Solace International, Inc. Issues Voluntary Nationwide Recall of Dermatend Original and Dermatend Ultra Due to Safety Concerns
Reno, NV, August 29, 2014 --(PR.com
)-- Solace International, Inc. is voluntarily recalling all lots of Dermatend Original and Dermatend Ultra, in all sizes and dosage form, to the distributor/wholesaler level. A mole should be removed under the supervision of a dermatologist. Dermatend is not FDA approved, thus has not been shown to be safe and effective for the uses suggested in the labeling. Using these Dermatend products instead of seeking medical attention could result in delayed diagnosis of conditions such as cancer.
Currently, the Dermatend Original and Dermatend Ultra products are used to remove moles, warts and skin tags. Dermatend Original and Dermatend Ultra are packaged in a flexible plastic tubes labeled with the product name in blue letters. All units and lots are affected by the recall.

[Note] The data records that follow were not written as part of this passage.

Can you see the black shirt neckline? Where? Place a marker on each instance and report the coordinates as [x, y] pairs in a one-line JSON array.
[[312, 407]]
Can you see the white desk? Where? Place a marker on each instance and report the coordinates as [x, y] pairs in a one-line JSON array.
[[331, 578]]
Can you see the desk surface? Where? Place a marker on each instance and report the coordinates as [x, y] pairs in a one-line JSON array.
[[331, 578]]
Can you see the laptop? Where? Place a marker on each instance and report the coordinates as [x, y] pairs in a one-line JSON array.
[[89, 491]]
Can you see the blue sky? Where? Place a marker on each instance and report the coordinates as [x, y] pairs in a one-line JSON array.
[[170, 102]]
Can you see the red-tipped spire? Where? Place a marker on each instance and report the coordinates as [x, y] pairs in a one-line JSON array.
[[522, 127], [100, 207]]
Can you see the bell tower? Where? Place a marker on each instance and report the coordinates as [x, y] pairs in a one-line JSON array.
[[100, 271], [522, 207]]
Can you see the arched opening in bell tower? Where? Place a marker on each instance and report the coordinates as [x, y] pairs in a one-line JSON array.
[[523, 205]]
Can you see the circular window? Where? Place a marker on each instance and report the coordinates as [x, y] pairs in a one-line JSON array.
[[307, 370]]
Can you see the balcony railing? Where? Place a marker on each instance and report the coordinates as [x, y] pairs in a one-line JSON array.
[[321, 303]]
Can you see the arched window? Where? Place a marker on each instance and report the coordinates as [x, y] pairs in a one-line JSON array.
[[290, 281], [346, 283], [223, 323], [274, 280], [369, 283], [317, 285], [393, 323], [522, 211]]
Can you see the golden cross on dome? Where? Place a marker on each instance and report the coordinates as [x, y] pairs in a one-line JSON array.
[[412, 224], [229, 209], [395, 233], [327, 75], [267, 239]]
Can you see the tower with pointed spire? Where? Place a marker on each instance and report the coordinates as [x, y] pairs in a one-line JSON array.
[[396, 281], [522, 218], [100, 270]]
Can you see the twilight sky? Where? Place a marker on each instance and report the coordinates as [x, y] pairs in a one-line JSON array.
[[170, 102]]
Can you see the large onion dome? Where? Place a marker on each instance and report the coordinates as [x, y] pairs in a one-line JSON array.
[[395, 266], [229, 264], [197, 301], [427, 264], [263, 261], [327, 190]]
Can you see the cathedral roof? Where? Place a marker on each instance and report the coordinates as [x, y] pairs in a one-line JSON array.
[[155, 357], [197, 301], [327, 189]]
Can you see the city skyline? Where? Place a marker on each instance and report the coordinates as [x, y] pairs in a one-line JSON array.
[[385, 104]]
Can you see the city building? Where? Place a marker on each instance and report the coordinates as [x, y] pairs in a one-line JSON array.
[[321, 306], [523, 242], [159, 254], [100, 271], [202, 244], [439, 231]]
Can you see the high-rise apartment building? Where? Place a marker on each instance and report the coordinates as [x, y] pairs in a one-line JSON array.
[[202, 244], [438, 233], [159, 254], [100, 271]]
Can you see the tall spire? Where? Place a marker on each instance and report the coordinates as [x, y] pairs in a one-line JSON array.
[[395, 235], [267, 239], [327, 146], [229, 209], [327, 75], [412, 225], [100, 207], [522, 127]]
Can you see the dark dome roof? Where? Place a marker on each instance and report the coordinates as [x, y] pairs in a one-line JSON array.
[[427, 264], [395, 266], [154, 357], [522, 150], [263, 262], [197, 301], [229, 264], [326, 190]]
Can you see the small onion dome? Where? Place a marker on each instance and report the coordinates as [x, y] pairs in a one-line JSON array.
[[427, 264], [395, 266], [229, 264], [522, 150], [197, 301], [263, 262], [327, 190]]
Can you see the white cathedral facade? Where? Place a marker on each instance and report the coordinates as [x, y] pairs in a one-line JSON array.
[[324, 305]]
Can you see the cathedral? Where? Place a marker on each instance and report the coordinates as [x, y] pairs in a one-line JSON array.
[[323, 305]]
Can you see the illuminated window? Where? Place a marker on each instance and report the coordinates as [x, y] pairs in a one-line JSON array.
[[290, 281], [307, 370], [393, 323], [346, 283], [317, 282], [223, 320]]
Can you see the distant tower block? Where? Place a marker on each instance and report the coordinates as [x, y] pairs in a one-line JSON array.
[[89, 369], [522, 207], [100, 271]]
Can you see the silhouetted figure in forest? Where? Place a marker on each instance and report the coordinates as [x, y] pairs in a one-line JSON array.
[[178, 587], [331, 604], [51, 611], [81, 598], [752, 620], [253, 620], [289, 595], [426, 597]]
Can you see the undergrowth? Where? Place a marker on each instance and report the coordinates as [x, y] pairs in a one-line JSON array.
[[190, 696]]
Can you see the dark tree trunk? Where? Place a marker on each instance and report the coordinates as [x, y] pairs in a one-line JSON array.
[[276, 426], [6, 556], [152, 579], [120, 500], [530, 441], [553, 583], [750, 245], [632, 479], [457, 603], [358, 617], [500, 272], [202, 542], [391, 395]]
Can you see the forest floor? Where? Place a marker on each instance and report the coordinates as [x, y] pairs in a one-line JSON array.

Solace International, Inc. is notifying its distributors/wholesalers by certified letter and is arranging for the return of all recalled products. Distributors/wholesalers that have Dermatend Original and Dermatend Ultra product, which is being recalled, should return all units and cases to Solace International, Inc. Consumers who purchased Dermatend Original and Dermatend Ultra to remove moles and warts should immediately discontinue use and consult their physician.
Consumers with questions regarding this recall can contact Solace International, Inc. at 775-323-1413 or firstname.lastname@example.org, Monday through Friday from 8:00 a.m. to 5:00 p.m. PST. Consumers should contact their physician or healthcare provider if they have experienced any problems that may be related to taking or using this product.
Adverse reactions or quality problems experienced with the use of this product may be reported to the FDA’s MedWatch Adverse Event Reporting program either online, by regular mail or by fax.
· Complete and submit the report Online: www.fda.gov/medwatch/report.htm
· Regular Mail or Fax: Download form www.fda.gov/MedWatch/getforms.htm or call 1-800-332-1088 to request a reporting form, then complete and return to the address on the pre- addressed form, or submit by fax to 1-800-FDA-0178
This recall is being conducted with the knowledge of the U.S. Food and Drug Administration.